The explosive 2005 video tape showing Trump bragging about his sexual exploits with women has blown just about every other issue off the news. It was a new low, even for Trump.
"And when you're a star, they let you do it. You can do anything," he is heard saying over an open mike. But, wait, there's more.
Here in the nation's capital, for example, are two recent headlines in the Washington Post:
"Women accuse Trump of forcible groping and kissing," and this one: "As Trump runs for president, some see 'all too familiar' traits of a dictator."
The former quotes women by name who said they were victims of his sexual assaults. The latter referred to his remarks, praising the worlds' worst dictators, saying that he admired Kim Jong Un, the North Korean leader who killed his uncle. But "you've got to give him credit. He goes in, he takes over, and he's the boss."
Faced with the humiliating sex tape that was repeatedly played on TV news shows, you'd think Trump would want to change the subject and get back on track.
But this week, his biggest issues on the stump were his attacks on Bill Clinton's sexual escapades in the 1990s, Hillary Clinton's criticism of the women in her husband's life, and of course bashing the national news media and threatening to sue them.
But does anyone really think these are the issues that trouble Americans more than a declining economy, fewer jobs, a mushrooming national debt and another terrorist attack?
The disclosures about Hillary on the nightly news and in the nation's papers continues to be about her hacked e-mails which have raised new questions about her closed door speeches to major Wall Street bankers that she has refused to make public.
Clinton has been under relentless attack by Trump for her free trade positions, telling the voters one thing and powerful Wall Street bankers another.
"My dream is a hemispheric common market, with open trade and open borders," she said in a speech that was first reported on the BuzzFeed website.
Something she would never say at a labor union rally quite that way, or to any other audience for that matter.
But, if it's possible, this election became even nastier in Sunday's second debate in St.
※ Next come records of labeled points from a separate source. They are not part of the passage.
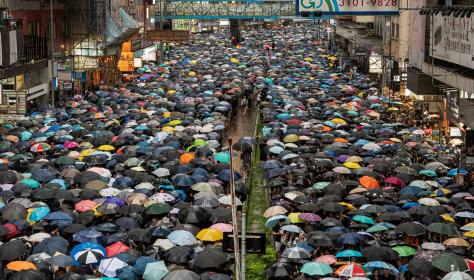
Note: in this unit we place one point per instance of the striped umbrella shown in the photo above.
(40, 147)
(310, 217)
(89, 256)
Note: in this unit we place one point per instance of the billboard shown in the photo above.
(453, 39)
(349, 7)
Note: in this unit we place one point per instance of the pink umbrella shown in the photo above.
(327, 259)
(310, 217)
(85, 205)
(222, 227)
(395, 181)
(70, 145)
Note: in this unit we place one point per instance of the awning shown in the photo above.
(120, 29)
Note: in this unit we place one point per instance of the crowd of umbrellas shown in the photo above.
(132, 182)
(356, 191)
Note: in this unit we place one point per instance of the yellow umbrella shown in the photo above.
(338, 121)
(469, 234)
(210, 234)
(291, 138)
(87, 152)
(174, 122)
(167, 129)
(348, 205)
(352, 165)
(354, 159)
(294, 219)
(21, 265)
(86, 145)
(106, 148)
(447, 218)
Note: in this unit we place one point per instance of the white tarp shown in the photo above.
(453, 39)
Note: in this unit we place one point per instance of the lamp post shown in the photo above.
(52, 51)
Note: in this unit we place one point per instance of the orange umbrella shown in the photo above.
(341, 140)
(186, 158)
(20, 265)
(369, 182)
(12, 138)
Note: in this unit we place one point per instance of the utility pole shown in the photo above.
(52, 51)
(235, 226)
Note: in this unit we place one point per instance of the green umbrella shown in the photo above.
(404, 251)
(155, 271)
(321, 185)
(32, 184)
(376, 228)
(363, 219)
(442, 228)
(316, 269)
(64, 160)
(449, 262)
(158, 209)
(222, 157)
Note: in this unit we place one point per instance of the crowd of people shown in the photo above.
(356, 189)
(133, 182)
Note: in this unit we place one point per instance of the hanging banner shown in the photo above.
(453, 39)
(348, 7)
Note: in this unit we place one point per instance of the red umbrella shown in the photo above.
(116, 248)
(395, 181)
(12, 230)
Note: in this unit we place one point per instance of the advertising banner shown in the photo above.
(453, 39)
(349, 7)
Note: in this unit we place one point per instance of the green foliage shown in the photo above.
(257, 264)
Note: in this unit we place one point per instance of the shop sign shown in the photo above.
(349, 7)
(85, 63)
(455, 132)
(453, 39)
(168, 36)
(375, 64)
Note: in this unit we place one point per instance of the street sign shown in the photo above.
(348, 7)
(168, 36)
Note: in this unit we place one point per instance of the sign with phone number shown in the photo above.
(348, 7)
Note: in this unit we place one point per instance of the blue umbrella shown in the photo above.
(349, 254)
(410, 190)
(182, 238)
(273, 221)
(155, 271)
(38, 214)
(456, 171)
(142, 262)
(224, 175)
(380, 265)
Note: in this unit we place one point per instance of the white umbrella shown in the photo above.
(110, 266)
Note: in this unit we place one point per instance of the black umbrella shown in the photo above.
(210, 258)
(12, 250)
(411, 229)
(52, 245)
(28, 275)
(138, 235)
(375, 253)
(319, 239)
(421, 268)
(193, 215)
(179, 254)
(279, 270)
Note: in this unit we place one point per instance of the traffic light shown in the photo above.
(235, 35)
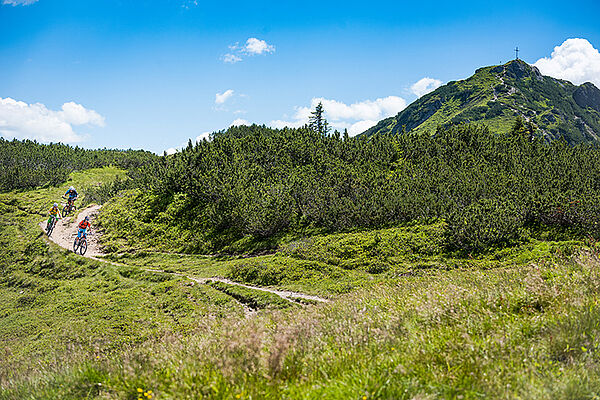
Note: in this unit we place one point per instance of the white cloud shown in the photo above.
(19, 2)
(202, 136)
(424, 86)
(575, 60)
(257, 46)
(35, 121)
(356, 117)
(231, 58)
(239, 121)
(221, 98)
(199, 138)
(252, 47)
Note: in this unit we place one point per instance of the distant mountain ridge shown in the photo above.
(496, 95)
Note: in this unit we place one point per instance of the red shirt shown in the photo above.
(84, 224)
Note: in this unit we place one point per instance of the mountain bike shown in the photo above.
(70, 206)
(50, 225)
(80, 244)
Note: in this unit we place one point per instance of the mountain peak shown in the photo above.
(496, 96)
(518, 69)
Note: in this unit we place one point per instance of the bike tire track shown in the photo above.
(65, 232)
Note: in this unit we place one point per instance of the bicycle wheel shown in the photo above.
(82, 246)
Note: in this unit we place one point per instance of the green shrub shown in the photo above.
(484, 224)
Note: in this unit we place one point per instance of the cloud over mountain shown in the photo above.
(575, 60)
(356, 117)
(35, 121)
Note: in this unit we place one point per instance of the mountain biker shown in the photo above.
(84, 225)
(72, 194)
(54, 213)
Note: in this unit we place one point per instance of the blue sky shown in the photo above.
(146, 74)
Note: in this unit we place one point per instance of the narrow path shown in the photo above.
(286, 294)
(65, 232)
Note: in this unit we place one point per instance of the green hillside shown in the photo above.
(457, 265)
(496, 95)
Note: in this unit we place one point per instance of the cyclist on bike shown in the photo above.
(84, 225)
(54, 213)
(72, 194)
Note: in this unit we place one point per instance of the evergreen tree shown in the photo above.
(317, 122)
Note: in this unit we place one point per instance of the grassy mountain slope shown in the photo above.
(418, 321)
(496, 95)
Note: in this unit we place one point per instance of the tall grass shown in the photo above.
(528, 333)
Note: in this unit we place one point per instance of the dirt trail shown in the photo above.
(286, 294)
(65, 232)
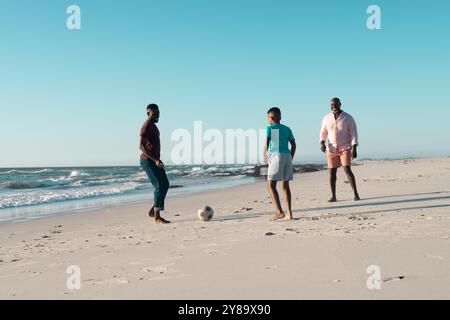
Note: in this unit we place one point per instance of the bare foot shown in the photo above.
(161, 221)
(277, 217)
(289, 217)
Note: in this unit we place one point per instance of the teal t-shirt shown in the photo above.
(280, 136)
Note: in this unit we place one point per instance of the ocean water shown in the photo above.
(35, 192)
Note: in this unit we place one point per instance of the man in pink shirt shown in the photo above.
(340, 131)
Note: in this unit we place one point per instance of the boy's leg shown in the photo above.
(352, 181)
(154, 175)
(333, 179)
(272, 187)
(161, 189)
(334, 162)
(288, 199)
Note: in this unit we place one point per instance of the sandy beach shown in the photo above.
(402, 225)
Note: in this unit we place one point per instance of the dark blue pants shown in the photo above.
(159, 180)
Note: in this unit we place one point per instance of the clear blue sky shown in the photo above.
(79, 97)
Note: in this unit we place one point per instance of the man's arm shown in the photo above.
(266, 149)
(293, 148)
(148, 153)
(323, 136)
(353, 130)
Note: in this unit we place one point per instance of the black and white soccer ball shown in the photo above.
(206, 213)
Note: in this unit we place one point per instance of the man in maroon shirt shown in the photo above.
(152, 164)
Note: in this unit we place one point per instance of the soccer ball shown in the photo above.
(206, 214)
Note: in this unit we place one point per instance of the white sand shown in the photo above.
(402, 225)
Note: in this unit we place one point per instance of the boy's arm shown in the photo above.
(323, 136)
(266, 149)
(148, 153)
(293, 148)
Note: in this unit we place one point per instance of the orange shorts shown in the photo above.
(339, 159)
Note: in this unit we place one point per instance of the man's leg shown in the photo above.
(352, 181)
(288, 199)
(161, 189)
(145, 165)
(272, 187)
(333, 178)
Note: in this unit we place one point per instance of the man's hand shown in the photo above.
(323, 147)
(354, 152)
(159, 164)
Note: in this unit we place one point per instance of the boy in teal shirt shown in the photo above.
(278, 138)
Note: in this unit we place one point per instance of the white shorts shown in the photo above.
(280, 167)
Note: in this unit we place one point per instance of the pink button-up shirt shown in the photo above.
(341, 133)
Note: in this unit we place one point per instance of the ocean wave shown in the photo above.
(15, 200)
(16, 171)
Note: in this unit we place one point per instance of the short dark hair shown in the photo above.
(336, 100)
(152, 107)
(275, 110)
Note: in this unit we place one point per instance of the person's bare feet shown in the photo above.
(151, 213)
(161, 221)
(278, 216)
(289, 217)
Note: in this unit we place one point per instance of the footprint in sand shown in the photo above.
(211, 252)
(435, 257)
(271, 268)
(157, 269)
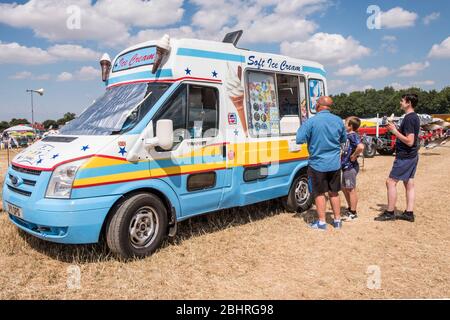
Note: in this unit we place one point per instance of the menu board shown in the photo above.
(264, 116)
(136, 58)
(316, 90)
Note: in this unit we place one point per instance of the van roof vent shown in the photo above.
(233, 37)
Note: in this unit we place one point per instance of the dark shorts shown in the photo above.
(404, 169)
(349, 178)
(323, 182)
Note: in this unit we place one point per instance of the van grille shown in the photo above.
(22, 192)
(27, 171)
(25, 181)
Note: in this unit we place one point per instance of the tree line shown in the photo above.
(366, 104)
(54, 124)
(363, 104)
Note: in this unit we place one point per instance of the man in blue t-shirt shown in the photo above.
(406, 159)
(324, 133)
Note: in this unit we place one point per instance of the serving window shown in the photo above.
(262, 104)
(316, 90)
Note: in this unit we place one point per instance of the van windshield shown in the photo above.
(119, 110)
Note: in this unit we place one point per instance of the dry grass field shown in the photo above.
(259, 252)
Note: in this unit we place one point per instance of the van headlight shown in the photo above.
(60, 185)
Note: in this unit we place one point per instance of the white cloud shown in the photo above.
(273, 28)
(375, 73)
(149, 34)
(349, 71)
(425, 83)
(64, 76)
(441, 50)
(327, 48)
(355, 87)
(389, 38)
(73, 52)
(416, 84)
(106, 21)
(398, 18)
(411, 69)
(139, 13)
(14, 53)
(88, 73)
(399, 86)
(431, 17)
(336, 85)
(85, 73)
(21, 75)
(28, 75)
(263, 21)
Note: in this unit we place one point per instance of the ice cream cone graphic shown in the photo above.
(105, 63)
(162, 48)
(236, 94)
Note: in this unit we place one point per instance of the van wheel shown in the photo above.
(137, 227)
(299, 198)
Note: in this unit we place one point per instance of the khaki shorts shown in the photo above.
(349, 179)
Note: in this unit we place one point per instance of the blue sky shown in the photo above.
(41, 44)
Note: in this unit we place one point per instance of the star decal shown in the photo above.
(122, 151)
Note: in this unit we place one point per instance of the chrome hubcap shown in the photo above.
(301, 192)
(143, 227)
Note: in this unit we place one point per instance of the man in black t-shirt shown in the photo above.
(406, 159)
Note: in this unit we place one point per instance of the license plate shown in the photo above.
(14, 210)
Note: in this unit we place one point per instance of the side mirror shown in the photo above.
(164, 133)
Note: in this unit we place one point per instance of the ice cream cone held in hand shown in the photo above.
(236, 94)
(162, 48)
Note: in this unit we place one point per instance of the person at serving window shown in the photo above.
(324, 134)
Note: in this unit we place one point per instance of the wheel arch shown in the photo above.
(163, 192)
(301, 168)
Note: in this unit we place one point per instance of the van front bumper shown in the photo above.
(74, 221)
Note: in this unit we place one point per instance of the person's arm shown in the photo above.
(343, 137)
(359, 148)
(407, 139)
(303, 133)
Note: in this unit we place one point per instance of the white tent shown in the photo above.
(19, 128)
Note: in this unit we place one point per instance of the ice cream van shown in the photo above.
(184, 127)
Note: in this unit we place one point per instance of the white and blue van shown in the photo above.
(185, 127)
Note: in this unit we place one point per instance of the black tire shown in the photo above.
(370, 150)
(135, 216)
(385, 152)
(303, 200)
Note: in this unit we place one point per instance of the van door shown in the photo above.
(195, 166)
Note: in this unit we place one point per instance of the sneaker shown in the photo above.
(407, 216)
(318, 226)
(385, 216)
(337, 224)
(349, 217)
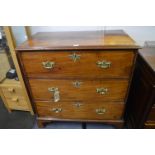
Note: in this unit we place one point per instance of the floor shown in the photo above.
(24, 120)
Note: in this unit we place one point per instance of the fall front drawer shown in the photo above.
(104, 90)
(85, 110)
(78, 64)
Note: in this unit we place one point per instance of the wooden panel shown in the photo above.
(113, 111)
(4, 65)
(151, 115)
(109, 39)
(20, 104)
(86, 91)
(10, 91)
(121, 63)
(11, 45)
(150, 125)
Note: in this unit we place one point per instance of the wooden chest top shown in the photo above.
(109, 39)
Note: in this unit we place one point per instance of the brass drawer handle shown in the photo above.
(55, 92)
(100, 111)
(57, 110)
(77, 84)
(103, 64)
(11, 90)
(77, 104)
(15, 99)
(48, 64)
(75, 57)
(102, 91)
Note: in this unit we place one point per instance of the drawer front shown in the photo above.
(17, 103)
(12, 91)
(103, 90)
(92, 111)
(78, 64)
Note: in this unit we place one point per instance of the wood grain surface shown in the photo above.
(86, 111)
(87, 91)
(109, 39)
(86, 66)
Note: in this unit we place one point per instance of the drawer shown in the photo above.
(11, 91)
(103, 90)
(78, 64)
(91, 111)
(18, 103)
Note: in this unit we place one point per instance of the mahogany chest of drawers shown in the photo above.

Louis, when Trump tried to steer the debate away from his sordid sex scandals and toward the issues that have dogged Clinton's candidacy from day one:
The classified material that she sent over an unsecured home e-mail system, and the Americans who were killed in the fiery terrorist attack in Benghazi, because she failed to provide them with the additional security they requested.
When Clinton said it was "awfully good that someone with the temperament of Donald Trump is not in charge of the law in our country, " Trump shot back, "Because you'd be in jail."
A local TV news program here set up a "soap box" on a busy street corner this week, asking passersby what they thought of this election. "Nasty", "demeaning" "ugly," were some of the more frequent responses.
I don't know about you, but I'll be glad when its over.